Fuzzy Logic Model For Predicting Of Cutting Force In Turning Of

advertisement
Fuzzy Logic Model For Predicting Of Cutting Force In Turning Of Hardened 17-4 PH Stainless Steel
Ali KALYON*, Mustafa AY*
*Karabuk University, Technology Faculty, Karabuk
*Marmara University, Technology Faculty, İstanbul
Abstract
Turning is the most important production technique among machining processes. The studies that are being
conducted for years point out the fact that there are a number of parameters and conditions that determine the life
of cutting tools and the quality of work piece in turning. The factors influential in the life of cutting tools and the
quality of the product produced as well as such parameters as the geometrical properties of cutting tools, feed
rate, cutting speed, cutting depth, coatings, work piece and the rigidity of cutting tools all increase the life of
cutting tools and the surface quality of the product produced. They, at the same time, reduce the manufacturing
costs and energy.
This paper presents a comparison of experimental results and fuzzy logic based model for estimating the cutting
forces in turning. Cutting forces has been experimentally observed during the turning of hardened 17-4 PH
stainless steel ( EN 1.4542) through PVD coated inserts. The effect of feed rate, tool nose radius and cutting
depth on cutting forces has been examined experimentally. As a result the optimal machining, production
machining parameters for turning operations can easily be detected.
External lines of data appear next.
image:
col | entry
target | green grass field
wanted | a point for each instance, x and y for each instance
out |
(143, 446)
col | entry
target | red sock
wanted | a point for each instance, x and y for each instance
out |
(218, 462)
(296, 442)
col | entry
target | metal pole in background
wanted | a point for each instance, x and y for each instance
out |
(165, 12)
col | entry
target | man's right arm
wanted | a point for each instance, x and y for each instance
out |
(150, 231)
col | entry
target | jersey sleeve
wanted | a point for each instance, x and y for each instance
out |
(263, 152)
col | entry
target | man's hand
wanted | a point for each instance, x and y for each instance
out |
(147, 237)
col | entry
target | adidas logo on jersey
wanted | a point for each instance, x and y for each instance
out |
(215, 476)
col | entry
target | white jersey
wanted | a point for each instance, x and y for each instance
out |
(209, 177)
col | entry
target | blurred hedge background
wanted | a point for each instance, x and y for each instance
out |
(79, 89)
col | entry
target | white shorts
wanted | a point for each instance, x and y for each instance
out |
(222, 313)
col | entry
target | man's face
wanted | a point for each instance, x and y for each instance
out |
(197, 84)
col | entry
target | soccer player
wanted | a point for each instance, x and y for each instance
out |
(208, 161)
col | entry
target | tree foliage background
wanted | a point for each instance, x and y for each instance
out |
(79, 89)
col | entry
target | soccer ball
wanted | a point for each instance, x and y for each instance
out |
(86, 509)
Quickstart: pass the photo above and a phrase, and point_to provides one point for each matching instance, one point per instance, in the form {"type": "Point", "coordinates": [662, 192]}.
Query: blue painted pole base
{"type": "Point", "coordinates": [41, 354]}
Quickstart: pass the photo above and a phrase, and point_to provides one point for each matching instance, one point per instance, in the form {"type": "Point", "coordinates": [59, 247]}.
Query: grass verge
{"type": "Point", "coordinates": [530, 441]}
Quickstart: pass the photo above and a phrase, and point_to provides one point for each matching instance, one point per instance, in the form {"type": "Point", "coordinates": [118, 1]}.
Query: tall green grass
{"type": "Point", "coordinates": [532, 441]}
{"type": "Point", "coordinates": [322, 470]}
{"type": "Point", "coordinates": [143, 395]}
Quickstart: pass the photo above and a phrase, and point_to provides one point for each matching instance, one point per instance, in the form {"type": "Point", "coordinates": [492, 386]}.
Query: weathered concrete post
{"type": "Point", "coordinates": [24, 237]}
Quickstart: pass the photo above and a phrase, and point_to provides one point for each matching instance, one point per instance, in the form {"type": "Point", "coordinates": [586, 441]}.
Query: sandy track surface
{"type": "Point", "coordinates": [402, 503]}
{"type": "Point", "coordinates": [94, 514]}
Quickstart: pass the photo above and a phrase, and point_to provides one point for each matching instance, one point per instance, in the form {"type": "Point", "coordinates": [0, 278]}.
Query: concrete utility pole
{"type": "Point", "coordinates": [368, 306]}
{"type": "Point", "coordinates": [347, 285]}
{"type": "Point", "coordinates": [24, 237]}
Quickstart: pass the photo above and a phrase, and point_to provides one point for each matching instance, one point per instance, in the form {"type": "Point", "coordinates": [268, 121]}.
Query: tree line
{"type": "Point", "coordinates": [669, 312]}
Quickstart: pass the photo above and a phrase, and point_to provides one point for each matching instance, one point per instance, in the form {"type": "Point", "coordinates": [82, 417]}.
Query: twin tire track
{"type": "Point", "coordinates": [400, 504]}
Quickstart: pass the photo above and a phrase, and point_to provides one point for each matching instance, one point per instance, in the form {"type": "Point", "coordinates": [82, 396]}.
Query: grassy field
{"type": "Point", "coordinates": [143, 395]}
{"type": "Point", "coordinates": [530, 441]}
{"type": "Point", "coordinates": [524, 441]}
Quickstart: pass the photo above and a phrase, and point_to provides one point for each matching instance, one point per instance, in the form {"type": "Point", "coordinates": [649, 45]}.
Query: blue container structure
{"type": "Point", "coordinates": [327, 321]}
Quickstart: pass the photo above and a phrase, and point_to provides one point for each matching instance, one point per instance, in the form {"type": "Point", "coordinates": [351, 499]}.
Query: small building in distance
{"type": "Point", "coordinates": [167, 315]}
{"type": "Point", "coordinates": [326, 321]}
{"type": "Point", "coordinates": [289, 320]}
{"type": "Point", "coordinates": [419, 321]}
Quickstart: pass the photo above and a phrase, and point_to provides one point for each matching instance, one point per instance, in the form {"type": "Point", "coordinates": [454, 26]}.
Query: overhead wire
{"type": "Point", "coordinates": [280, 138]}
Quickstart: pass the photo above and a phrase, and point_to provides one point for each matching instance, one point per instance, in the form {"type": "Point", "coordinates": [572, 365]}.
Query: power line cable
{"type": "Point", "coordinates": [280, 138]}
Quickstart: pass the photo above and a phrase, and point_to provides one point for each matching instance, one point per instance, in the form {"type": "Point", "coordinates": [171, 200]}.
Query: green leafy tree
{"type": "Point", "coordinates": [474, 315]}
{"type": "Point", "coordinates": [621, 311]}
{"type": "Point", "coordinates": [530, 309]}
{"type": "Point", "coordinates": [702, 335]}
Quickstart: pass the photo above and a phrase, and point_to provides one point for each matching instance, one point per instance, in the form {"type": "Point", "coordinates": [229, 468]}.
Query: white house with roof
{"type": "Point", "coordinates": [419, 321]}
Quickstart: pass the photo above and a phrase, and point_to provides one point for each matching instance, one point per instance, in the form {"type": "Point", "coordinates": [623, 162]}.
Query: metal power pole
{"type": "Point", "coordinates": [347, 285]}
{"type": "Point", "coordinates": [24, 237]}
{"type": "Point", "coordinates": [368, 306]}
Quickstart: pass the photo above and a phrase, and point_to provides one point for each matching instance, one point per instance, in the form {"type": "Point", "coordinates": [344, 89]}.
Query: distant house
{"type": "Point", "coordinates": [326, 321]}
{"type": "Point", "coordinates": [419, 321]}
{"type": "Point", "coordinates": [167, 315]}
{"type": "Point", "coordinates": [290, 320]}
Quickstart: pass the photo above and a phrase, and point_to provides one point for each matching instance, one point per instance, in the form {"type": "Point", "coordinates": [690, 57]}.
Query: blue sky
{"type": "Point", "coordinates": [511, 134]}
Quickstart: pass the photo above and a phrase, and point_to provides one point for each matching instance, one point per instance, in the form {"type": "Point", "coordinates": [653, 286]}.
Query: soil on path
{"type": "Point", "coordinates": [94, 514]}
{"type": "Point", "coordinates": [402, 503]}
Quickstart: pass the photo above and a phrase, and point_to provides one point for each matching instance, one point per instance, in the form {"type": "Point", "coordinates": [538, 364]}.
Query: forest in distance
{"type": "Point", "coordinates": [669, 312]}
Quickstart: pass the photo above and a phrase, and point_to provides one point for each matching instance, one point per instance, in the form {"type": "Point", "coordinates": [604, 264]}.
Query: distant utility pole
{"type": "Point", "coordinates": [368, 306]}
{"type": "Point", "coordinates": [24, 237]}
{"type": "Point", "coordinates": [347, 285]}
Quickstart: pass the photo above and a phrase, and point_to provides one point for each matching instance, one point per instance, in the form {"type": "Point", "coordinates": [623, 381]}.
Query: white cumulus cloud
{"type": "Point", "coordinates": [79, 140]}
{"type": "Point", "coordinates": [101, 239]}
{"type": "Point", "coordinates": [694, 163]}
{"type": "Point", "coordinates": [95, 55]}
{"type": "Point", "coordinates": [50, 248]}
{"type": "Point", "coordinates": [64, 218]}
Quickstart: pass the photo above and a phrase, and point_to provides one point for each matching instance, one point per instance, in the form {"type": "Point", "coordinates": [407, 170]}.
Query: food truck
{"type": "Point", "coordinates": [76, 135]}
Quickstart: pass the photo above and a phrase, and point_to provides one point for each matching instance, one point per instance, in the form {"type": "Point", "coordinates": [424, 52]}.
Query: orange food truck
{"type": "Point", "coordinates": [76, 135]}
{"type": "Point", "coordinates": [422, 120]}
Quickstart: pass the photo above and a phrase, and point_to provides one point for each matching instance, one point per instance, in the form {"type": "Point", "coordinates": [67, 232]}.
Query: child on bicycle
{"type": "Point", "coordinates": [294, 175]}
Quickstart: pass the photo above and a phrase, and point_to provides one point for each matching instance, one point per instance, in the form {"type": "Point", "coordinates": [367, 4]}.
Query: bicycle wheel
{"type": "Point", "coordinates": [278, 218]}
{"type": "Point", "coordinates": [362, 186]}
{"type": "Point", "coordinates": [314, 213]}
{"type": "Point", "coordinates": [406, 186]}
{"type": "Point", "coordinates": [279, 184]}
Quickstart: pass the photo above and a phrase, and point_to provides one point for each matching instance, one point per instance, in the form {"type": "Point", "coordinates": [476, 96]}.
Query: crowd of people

Keywords: Turning, Cutting Force, Fuzzy Logic
INTRODUCTION
A considerable amount of investigations has been directed toward the prediction and measurement of cutting
forces. That is because the cutting forces generated during metal cutting have a direct influence on the generation
of heat, and thus tool wear, quality of machined surface and accuracy of the work piece [1]. In machining; the
significance of optimizing the performance and conditions of cutting has become salient for keeping the
longevity of cutting tools and cutting down on raw materials costs through manufacturing work pieces in the
required quality. In order to achieve this, the factors that are influential in determining the life of cutting tools
and the quality of work piece are being examined by the scientists.
Stainless steels are widely used in industry since application of such materials leads to increase in service life
and reduction of energy consumption. In this regard, precipitation hardened, stainless steels with good corrosion
resistance, high strength, low distortion, excellent weldability and high hardness (up to 49 HRC), are of
considerable interest. Alloy 17-4 PH is the most well know material among the precipitation hardened stainless
steels with unique properties which is used in oil, gas and aerospace industries [2].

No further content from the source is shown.